The HBG2:g.-109G>T mutation resides at the 3′ end of the distal HBG2 CCAAT box where the CP1 and NF-E3 transcription factors bind [18]. On the basis of in vitro binding studies, GATA-1 and NF-E3 have both been implicated as candidate suppressors of γ-globin gene transcription that would act by binding to the region [18, 24]. In particular, guanosine at position HBG2:g.-109 has been previously shown to be a strong contact point for NF-E3 [24], suggesting that the HBG2:g.-109G>T transversion activates Hb F production most likely by abolishing NF-E3 binding. This assumption is in accordance with our EMSA analysis data indicating that the HBG2:g.-109G>T transversion results in abolishing protein binding in vitro (Fig. 3a). Taking into consideration that the Gγ-globin chain levels were doubled in the index case (I-1; Fig. 1a), these data strongly suggest that the HBG2:g.-109G>T mutation is responsible for the resulting HPFH phenotype.

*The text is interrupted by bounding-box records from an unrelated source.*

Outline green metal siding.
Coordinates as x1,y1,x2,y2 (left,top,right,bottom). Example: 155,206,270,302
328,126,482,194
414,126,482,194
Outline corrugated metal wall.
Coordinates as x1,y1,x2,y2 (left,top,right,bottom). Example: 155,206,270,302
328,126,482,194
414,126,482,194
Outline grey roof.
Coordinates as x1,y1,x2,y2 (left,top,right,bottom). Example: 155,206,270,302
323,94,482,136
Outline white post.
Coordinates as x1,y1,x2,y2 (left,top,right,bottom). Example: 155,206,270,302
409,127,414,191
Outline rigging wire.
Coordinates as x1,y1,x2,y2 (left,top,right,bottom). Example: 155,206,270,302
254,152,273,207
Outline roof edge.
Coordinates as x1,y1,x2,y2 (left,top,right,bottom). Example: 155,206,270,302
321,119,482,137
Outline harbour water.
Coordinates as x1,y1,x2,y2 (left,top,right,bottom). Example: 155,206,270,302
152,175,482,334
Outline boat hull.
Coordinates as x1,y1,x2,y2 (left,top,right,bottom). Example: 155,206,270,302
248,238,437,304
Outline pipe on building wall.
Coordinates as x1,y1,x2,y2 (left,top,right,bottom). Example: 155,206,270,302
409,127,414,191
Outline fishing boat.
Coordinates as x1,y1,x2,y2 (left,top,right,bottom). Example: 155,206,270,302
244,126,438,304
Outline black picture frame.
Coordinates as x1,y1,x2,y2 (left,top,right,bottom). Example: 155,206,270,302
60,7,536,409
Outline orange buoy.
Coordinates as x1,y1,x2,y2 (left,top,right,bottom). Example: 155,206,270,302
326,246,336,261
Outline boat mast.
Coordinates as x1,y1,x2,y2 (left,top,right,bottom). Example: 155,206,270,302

The novel nd-HPFH mutation described in this paper is located at the 3′ end of the HBG2 gene’s distal CCAAT box, a phylogenetically conserved cis-regulatory element that has been shown to harbor many ubiquitous and erythroid-specific transcription factor binding sites [1]. Nine out of 21 nd-HPFH mutations have been identified in this region (Fig. 3b), suggesting that this regulatory element is critical for γ-globin gene transcription. Contrary, however, to the majority of these nd-HPFH mutations that have a substantial effect in Hb F production, the HBG2:g.-109G>T nd-HPFH mutation per se results in only moderate increase in HbF levels. In addition, the neighboring HBG2:g.-110A>C mutation, leading to the Czech nd-HPFH, also has a negligible effect in HbF production [25]. This is unexpected since the HBG1:g.-117G>A nd-HPFH mutation, residing at the 5′ end of the distal CCAAT box, leads to a substantial increase in γ-globin gene transcription. This can be explained by the fact that (a) different mutations in the distal CCAAT box abolish different transcription factors binding [24], which would exert a differential effect over γ-globin gene reactivation in the adult stage, (b) the HBG1:g.-117G>A and HBG2:g.-109G>T reside on different genes, hence their relative distance from the LCR, being directly proportional to the frequency of LCR/globin gene promoter interactions [26], varies. It is noteworthy that not all nd-HPFH mutations give a reproducible HPFH phenotype in transgenic mice (unpublished data).

Altogether, these data emphasize that γ-globin gene silencing should be the result of a gradual change in the transcription factor environment affecting the transcriptional balance between the HBG1/HBG2 and HBB genes.